The Shining (book)

The Shining (1977) is a horror novel by American author Stephen King. King's third published novel, the success of the book firmly established King as a pre-eminent author in the genre. A film based upon the book, The Shining directed by Stanley Kubrick, was released in 1980. The book was later adapted into a television mini-series.

Contents

Basic Plotline

Jack Torrance is a temperamental writer who is trying to rebuild his and his family's life after his drinking problem and volatile temper cause him to lose his teaching position at a small preparatory school. Having given up alcohol, he accepts a position maintaining a large and isolated hotel in Colorado for the winter, in the hope this will reestablish him as a responsible person, enable him to finish a promising play, and resume his career. He moves to the hotel (the Overlook) with his wife, Wendy, and young son, Danny, who is telepathic (the "shining" of the title) and sensitive to supernatural forces. The hotel is possessed by a life force or is itself sentient and feeds especially off people with psychic powers. Danny, who has had premonitions of the Hotel's danger to his family, begins seeing ghosts and frightening visions from the hotel's past, but tolerates them in the hope that they are not dangerous in the present.
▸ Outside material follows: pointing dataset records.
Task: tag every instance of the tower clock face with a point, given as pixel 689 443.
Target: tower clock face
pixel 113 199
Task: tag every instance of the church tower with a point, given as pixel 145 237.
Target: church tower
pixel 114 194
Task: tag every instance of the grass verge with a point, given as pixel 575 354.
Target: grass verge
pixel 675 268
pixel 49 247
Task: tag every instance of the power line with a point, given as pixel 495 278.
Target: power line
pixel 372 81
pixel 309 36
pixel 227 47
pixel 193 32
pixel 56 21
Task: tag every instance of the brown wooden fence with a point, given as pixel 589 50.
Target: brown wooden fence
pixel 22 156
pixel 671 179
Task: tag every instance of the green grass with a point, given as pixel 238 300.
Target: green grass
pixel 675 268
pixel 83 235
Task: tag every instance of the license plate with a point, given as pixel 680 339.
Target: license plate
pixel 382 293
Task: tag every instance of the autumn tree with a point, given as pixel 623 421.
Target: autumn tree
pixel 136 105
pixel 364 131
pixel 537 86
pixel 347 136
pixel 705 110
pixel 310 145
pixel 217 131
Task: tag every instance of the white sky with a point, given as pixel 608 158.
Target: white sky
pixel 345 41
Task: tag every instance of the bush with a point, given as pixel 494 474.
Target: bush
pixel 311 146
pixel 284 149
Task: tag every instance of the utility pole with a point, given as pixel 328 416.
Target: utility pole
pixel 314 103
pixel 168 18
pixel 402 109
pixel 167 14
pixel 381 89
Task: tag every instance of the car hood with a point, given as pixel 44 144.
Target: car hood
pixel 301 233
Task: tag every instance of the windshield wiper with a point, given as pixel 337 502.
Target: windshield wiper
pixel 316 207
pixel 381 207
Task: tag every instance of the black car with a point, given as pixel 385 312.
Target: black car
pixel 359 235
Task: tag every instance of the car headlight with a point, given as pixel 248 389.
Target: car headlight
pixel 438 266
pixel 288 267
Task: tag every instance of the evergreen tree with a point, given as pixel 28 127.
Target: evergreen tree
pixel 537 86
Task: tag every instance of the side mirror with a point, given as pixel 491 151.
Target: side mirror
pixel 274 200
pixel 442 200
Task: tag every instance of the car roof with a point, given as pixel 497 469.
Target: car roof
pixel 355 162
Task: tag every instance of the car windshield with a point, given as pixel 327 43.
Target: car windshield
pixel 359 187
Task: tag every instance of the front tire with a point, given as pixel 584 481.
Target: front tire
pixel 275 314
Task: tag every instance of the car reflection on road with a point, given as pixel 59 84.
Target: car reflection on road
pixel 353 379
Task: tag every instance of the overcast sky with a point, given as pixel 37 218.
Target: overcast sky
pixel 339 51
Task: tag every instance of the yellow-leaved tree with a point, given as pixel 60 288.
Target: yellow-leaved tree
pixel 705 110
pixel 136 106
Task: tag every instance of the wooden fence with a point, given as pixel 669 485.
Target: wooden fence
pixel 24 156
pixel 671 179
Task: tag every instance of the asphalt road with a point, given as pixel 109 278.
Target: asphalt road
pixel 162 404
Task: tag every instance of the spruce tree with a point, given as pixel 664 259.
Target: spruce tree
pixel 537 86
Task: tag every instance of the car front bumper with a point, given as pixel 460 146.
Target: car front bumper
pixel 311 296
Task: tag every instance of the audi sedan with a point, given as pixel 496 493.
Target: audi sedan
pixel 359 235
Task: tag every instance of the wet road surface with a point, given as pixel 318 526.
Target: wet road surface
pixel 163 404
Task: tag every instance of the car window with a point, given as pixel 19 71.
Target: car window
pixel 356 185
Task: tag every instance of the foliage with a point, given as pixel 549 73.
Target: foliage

He doesn't tell his parents because he senses how important the job of caretaker is to his father's and his family's future. Having difficulty possessing Danny, the hotel begins to possess Jack, frustrating his need and desire to work as he becomes increasingly unstable, and gradually turns him to its purposes.

Genre

The story is an entry in the supernatural or horror genre that effectively uses the concept of a building having a conscious will (or a soul, as it were), an idea perhaps first explored by Edgar Allan Poe in The Fall of the House of Usher.

The Book

The author has said that The Shining includes an exploration of alcohol dependence and relationships with parents and children in one's life.
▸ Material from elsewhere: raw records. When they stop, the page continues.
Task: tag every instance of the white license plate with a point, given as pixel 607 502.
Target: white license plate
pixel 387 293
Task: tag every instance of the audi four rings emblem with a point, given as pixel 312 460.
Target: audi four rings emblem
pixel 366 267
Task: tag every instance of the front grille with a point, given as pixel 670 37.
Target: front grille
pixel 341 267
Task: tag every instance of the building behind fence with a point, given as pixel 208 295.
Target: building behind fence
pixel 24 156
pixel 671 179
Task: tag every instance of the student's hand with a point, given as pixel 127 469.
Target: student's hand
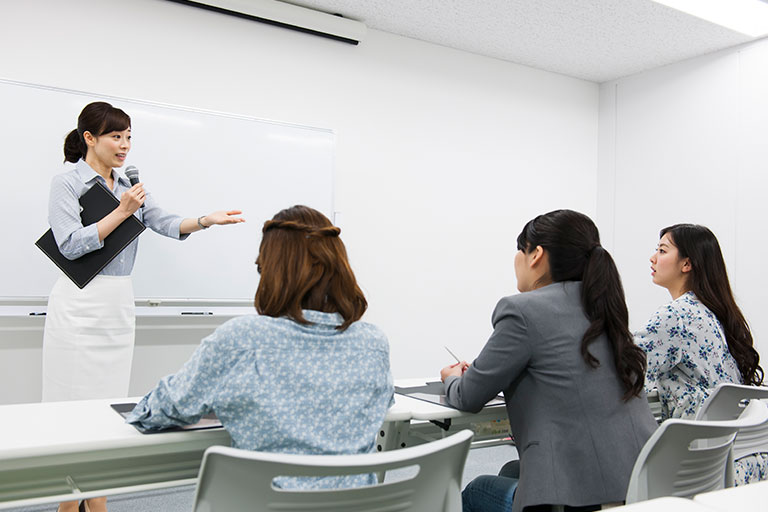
pixel 222 217
pixel 455 370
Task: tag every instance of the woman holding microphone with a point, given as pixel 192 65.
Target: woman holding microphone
pixel 89 333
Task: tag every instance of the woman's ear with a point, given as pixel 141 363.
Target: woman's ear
pixel 536 256
pixel 90 140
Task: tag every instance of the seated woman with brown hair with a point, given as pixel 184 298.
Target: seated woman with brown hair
pixel 304 375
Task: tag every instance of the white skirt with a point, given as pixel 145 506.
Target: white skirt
pixel 88 339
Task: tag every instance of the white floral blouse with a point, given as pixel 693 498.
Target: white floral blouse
pixel 687 357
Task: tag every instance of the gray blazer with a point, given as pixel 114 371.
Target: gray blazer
pixel 577 439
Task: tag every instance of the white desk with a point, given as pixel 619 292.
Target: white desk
pixel 748 498
pixel 55 451
pixel 411 422
pixel 667 504
pixel 58 451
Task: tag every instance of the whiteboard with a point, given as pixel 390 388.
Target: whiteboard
pixel 193 162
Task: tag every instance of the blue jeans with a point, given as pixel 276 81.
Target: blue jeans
pixel 489 493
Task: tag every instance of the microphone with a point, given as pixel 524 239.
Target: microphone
pixel 133 175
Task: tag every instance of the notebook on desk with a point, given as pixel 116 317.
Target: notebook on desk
pixel 435 392
pixel 206 422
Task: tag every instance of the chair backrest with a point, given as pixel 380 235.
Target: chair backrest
pixel 673 461
pixel 726 403
pixel 687 457
pixel 233 480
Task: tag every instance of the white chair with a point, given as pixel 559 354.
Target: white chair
pixel 726 403
pixel 233 480
pixel 745 497
pixel 687 457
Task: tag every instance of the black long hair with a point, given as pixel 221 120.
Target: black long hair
pixel 97 118
pixel 572 242
pixel 708 280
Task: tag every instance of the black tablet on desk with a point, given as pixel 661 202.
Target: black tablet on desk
pixel 434 392
pixel 206 422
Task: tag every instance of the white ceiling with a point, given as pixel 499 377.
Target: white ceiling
pixel 596 40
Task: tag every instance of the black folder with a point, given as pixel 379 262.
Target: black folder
pixel 96 203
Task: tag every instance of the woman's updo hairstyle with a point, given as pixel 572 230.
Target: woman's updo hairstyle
pixel 97 118
pixel 303 265
pixel 572 242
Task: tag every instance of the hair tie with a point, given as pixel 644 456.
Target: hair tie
pixel 592 250
pixel 309 231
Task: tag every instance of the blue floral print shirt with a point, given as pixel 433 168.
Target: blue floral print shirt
pixel 687 355
pixel 280 386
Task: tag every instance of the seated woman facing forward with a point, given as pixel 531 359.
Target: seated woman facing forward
pixel 304 376
pixel 572 377
pixel 701 338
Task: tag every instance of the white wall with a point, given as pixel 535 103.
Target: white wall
pixel 687 143
pixel 441 155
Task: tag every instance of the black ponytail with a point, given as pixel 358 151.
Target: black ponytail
pixel 575 254
pixel 97 118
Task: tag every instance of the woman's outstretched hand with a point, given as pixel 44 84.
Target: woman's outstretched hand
pixel 222 217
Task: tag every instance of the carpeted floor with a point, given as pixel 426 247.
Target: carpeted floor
pixel 179 499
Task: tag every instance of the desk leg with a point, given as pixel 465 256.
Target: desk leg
pixel 391 437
The Shining has been used as an example of how to structure a story to keep the plotline moving. Like many King stories it reaches a climax from which point the story moves inexorably to its conclusion.

Trivia

  • The story was originally going to be set in an amusement park. But while on vacation, King and his wife Tabitha were staying at the Stanley Hotel in Estes Park, Colorado while the staff was preparing for the winter off. The Stanley Hotel was used in the ABC mini-series. King has also said that he based Jack Torrance on himself.